<snip>
- in
checkSize, rather than increasing accumulator by sizeof(dummy), then dividing by sizeof(dummy), just write accumulator++, and return accumulator. Same effect, less code. But you'll need to apply a fix to checkSize, see below for the explanation.
- the first thing I checked was printing from an empty file. It produced 1 record of garbage. You should always check assumptions first, before adding any data. This made it clear that "prints a junk record" was not actually related to
storing a new record. Fixing the "empty file prints garbage" bug might fix the other garbage-printing incidents.
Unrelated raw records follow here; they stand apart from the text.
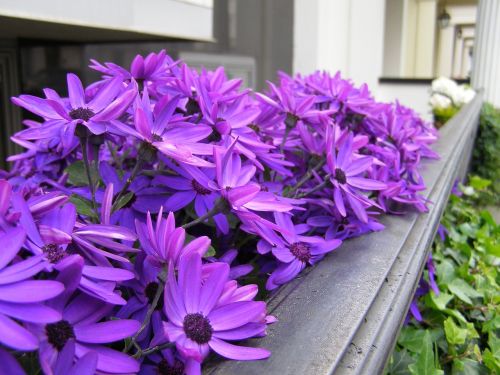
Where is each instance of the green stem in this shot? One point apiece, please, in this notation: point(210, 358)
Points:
point(155, 349)
point(125, 187)
point(214, 211)
point(86, 163)
point(161, 285)
point(306, 177)
point(325, 182)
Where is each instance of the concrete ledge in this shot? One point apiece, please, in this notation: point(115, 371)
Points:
point(344, 315)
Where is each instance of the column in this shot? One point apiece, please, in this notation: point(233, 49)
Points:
point(486, 58)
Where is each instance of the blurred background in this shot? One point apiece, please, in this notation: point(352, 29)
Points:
point(395, 46)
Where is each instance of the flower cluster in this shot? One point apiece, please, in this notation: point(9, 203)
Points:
point(146, 204)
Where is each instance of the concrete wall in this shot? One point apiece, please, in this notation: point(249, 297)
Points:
point(168, 18)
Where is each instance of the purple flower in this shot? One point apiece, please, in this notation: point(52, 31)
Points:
point(81, 322)
point(164, 242)
point(197, 323)
point(61, 116)
point(345, 175)
point(293, 249)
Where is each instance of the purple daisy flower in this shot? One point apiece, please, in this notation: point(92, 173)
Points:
point(81, 322)
point(293, 249)
point(62, 116)
point(346, 172)
point(196, 324)
point(164, 243)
- the cause is partly the use of do ... while. "do" always executes once, even if it should fail. That is because the check is always applied at the end of the loop. So it's a bad choice for things which could happen
zero times. e.g. only use do while for things which
must happen at least once. Use normal while for things which might happen no times depending on their condition.
- The main cause is because eof only gets set to true once a read fails. This is no problem for text files if you readline, then the last line triggers eof. But for binary files, you need to read the end of file markers for your read function to alert the system that the file is depleted. So if you have an exact number of records in a binary file, then the last record can be read without triggering the "end of file" detection.
-
the fix is that file.read returns a bool depending on whether it could successfully read any data or not. Knowing that, you can just make a while loop where the condition is your file.read function itself, instead of checking for eof at all. Get this working in
void displayRecords(const char filename[]) and you can roll the same fix out in all the other functions which read records.
- btw, use do / while sparingly. It only makes sense for things where you
have to run the loop once before checking what happened, e.g. for generating random x,y coordinates until they satisfy some condition.